Economic Analysis of the Charitable Contribution Deduction for Non-Itemizers


 

Publication Date: April 2005

Publisher: Library of Congress. Congressional Research Service

Author(s):

Research Area: Banking and finance

Type:

Abstract:

The 107th Congress version of (H.R. 7), passed by the House, had eight new tax provisions designed to benefit charities and charitable giving, the most important one being the charitable deduction for non-itemizers. This deduction, which was subject to a phased-in cap of $100 ($200 for joint returns), was in the President's initial tax proposal, although it was not capped. In 2002, S. 1924, providing a temporary deduction with a $400/$800 cap and other provisions was introduced in the Senate: the Senate Finance Committee adopted a version of S. 1924 with a floor and ceiling, also reported out as S. 476 in the 108th Congress and passed April 9, 2003. A similar non-itemizer deduction was in H.R. 7, reported by the Ways and Means Committee and passed by the House on September 17, 2003. S. 6 in the 109th Congress includes the same deduction. The President did not include the deduction in the budget for FY 2006. This paper focuses on the economic effect of the deduction for nonitemizers, assessing the incentive such deductions would create for increased charitable giving. It does not attempt to estimate other types of societal impacts.
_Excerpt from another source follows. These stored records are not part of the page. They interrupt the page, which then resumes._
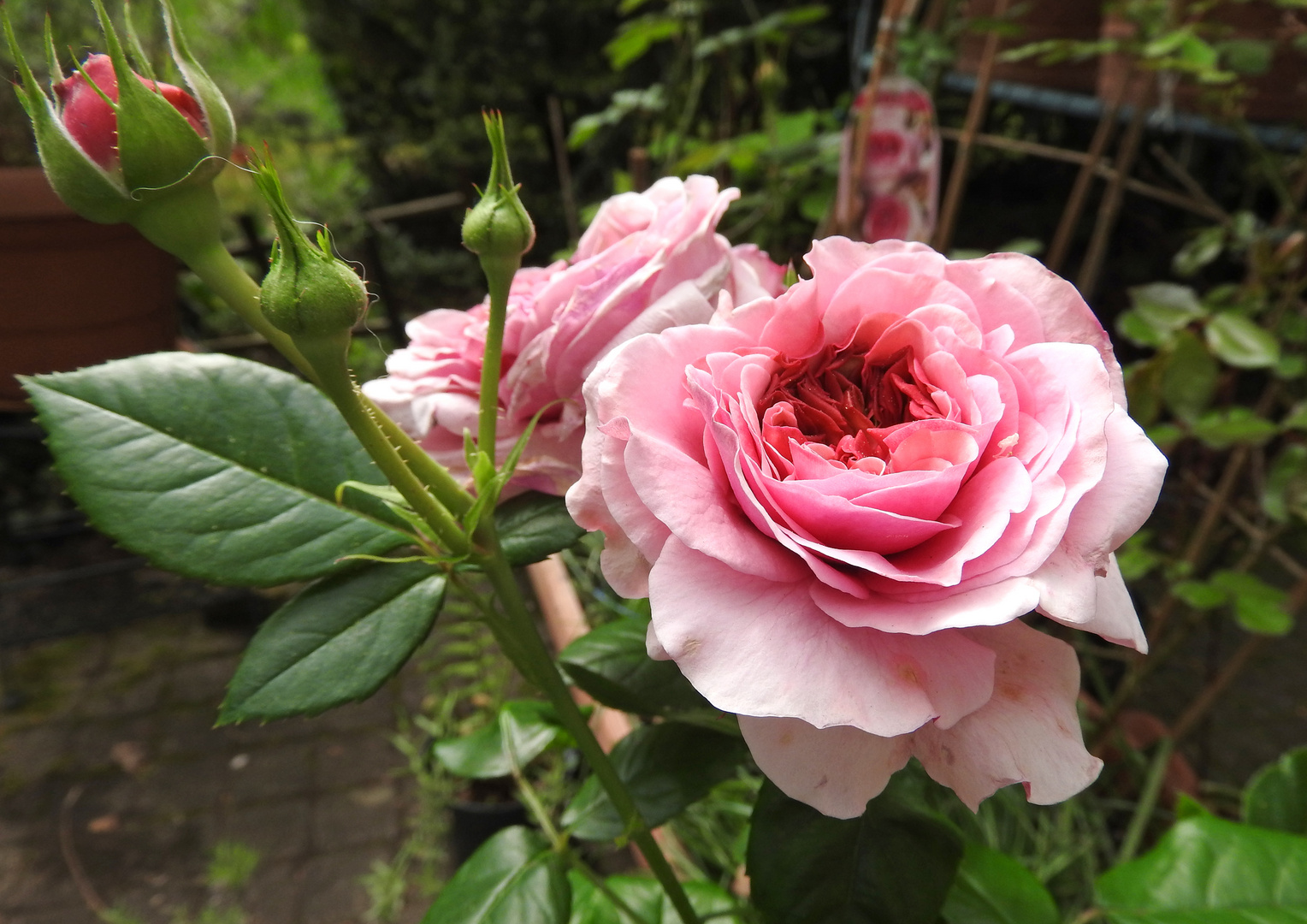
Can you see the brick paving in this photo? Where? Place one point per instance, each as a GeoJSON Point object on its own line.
{"type": "Point", "coordinates": [124, 723]}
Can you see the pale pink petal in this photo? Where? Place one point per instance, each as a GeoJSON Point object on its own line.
{"type": "Point", "coordinates": [762, 647]}
{"type": "Point", "coordinates": [1027, 732]}
{"type": "Point", "coordinates": [1123, 498]}
{"type": "Point", "coordinates": [918, 614]}
{"type": "Point", "coordinates": [836, 770]}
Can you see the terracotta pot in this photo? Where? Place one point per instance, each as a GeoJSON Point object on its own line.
{"type": "Point", "coordinates": [1042, 20]}
{"type": "Point", "coordinates": [74, 293]}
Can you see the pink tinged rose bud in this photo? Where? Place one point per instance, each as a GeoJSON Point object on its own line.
{"type": "Point", "coordinates": [92, 121]}
{"type": "Point", "coordinates": [842, 500]}
{"type": "Point", "coordinates": [648, 262]}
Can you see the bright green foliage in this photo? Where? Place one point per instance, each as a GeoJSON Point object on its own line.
{"type": "Point", "coordinates": [232, 864]}
{"type": "Point", "coordinates": [337, 641]}
{"type": "Point", "coordinates": [1257, 607]}
{"type": "Point", "coordinates": [992, 887]}
{"type": "Point", "coordinates": [212, 467]}
{"type": "Point", "coordinates": [1277, 795]}
{"type": "Point", "coordinates": [1210, 871]}
{"type": "Point", "coordinates": [512, 879]}
{"type": "Point", "coordinates": [522, 731]}
{"type": "Point", "coordinates": [665, 767]}
{"type": "Point", "coordinates": [1242, 342]}
{"type": "Point", "coordinates": [891, 866]}
{"type": "Point", "coordinates": [645, 897]}
{"type": "Point", "coordinates": [611, 663]}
Economic analysis suggests that the impact of the original proposed deduction on charitable giving is likely to be relatively small, due to the proposed $100/$200 deduction cap. For individuals and couples already contributing more than the cap, there is no additional incentive for further giving. Nonetheless, the deduction would still generate a significant government revenue loss. Effects are also reduced by estimates that project a limited response by taxpayers, particularly lower income taxpayers, to this kind of charitable giving incentive. Analysis suggested that even when the deduction is fully phased in , a dollar of revenue loss is likely to increase charitable giving by three cents, even under relatively optimistic assumptions. The effect would be only half as large if one netted out the percentage of contributions that go to provide sacramental services to church members. The higher caps in the 108th Congress proposals and in S. 6 in the 109th, as well as the floor is estimated to increase that amount to 18 cents.

The capped charitable contribution deduction for non-itemizers will add complexity to the tax system and to the simplified tax forms used by millions of taxpayers, since an additional line would have to be added. Charitable deductions are also particularly complicated for record keeping purposes because there is no unified reporting system. Finally, because of the small amounts in question and the absence of requirements for documentation for small gifts, tax evasion may increase; there are likely to be deductions taken even when no contributions were made.

This report will be updated to reflect legislative developments.